Schick, of course, took it to heart and made it his own, as he does with almost any musical challenge. Not having enough hands for an old piece from Bang on a Can, he figured he could attach sleigh bells to his ankles and dance the piece.
He’s filmed audienceless performances in the Arctic tundra and misty Canadian mountains, and four years ago led the San Diego Symphony in a rousing interpretation of Adams’ Inuksuit on the US-Mexico border, with musicians on both sides. He stars in Tyshawn Sorey’s epic, icy “Monochromatic Light (Afterlife)” at the Park Avenue Armory this fall, after attending its premiere at Houston’s Rothko Chapel in February.
“Weather Systems” is released on the Islandia Music Records label, founded by cellist Maya Beiser, another close friend and co-founder of the Bang on a Can All-Stars. “I knew I wanted to do a big project with Steve,” she said. “It worked out perfectly that he was at this point in his career when he wanted to refocus on his solo work.”
A collaboration with audio engineer Andrew Munsey, “A Hard Rain” is a meditative two hours of music, with the dark resonance of a cave – and, in Kurt Schwitters’ “Ursonate”, a stream of dada gibberish. The following is an episode of radio play-style pieces for speaking percussionist by George Lewis, Vivian Fung, Pamela Z, and Roger Reynolds.
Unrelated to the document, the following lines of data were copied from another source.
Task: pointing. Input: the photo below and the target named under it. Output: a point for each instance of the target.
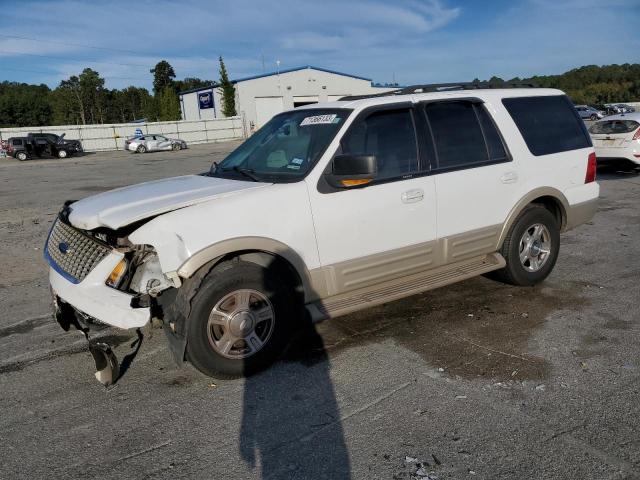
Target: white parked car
(617, 139)
(153, 143)
(328, 209)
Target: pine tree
(169, 105)
(228, 92)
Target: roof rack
(442, 87)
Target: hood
(118, 208)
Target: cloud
(413, 41)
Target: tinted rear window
(548, 124)
(614, 126)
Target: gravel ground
(477, 380)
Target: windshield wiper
(247, 172)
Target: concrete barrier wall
(96, 138)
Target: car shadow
(291, 425)
(617, 171)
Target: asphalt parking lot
(477, 380)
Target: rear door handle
(412, 196)
(509, 177)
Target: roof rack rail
(442, 87)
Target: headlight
(117, 273)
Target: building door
(307, 100)
(266, 108)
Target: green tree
(190, 83)
(80, 99)
(228, 92)
(169, 105)
(24, 105)
(163, 75)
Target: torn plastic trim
(108, 369)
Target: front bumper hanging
(107, 366)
And, further in the future, an album with ‘Psappha’. Schick’s new recording recreates the situation of his on-campus rehearsal studio during the pandemic, when limited space meant hanging gongs surrounded his setup in front of the Xenakis. The result is a barely audible but palpable shimmer around the beats that transitions into the pauses – a subtle enhancement of the ritualistic nature of the piece and an indelible record of Schick’s life over the years.
“Steve really is the god of a certain kind of percussion playing,” said Sarah Hennies, a musician and composer who studied with him in San Diego. “The music of ‘Psappha’ is ecstatic and compelling and powerful. But the way Steve plays it doesn’t make it feel like he’s showing off, and that’s what a lot of people want to do.”
And Schick has only become more frugal in his gestures, the distribution of his energy.
“All these percussion solos from that era were written for young, acrobatic people,” he said of the “Hard Rain” collection. “So the question is, what does an aging body, but a more experienced body, have to offer? And it turns out I’m a better player than I was. I don’t waste time.”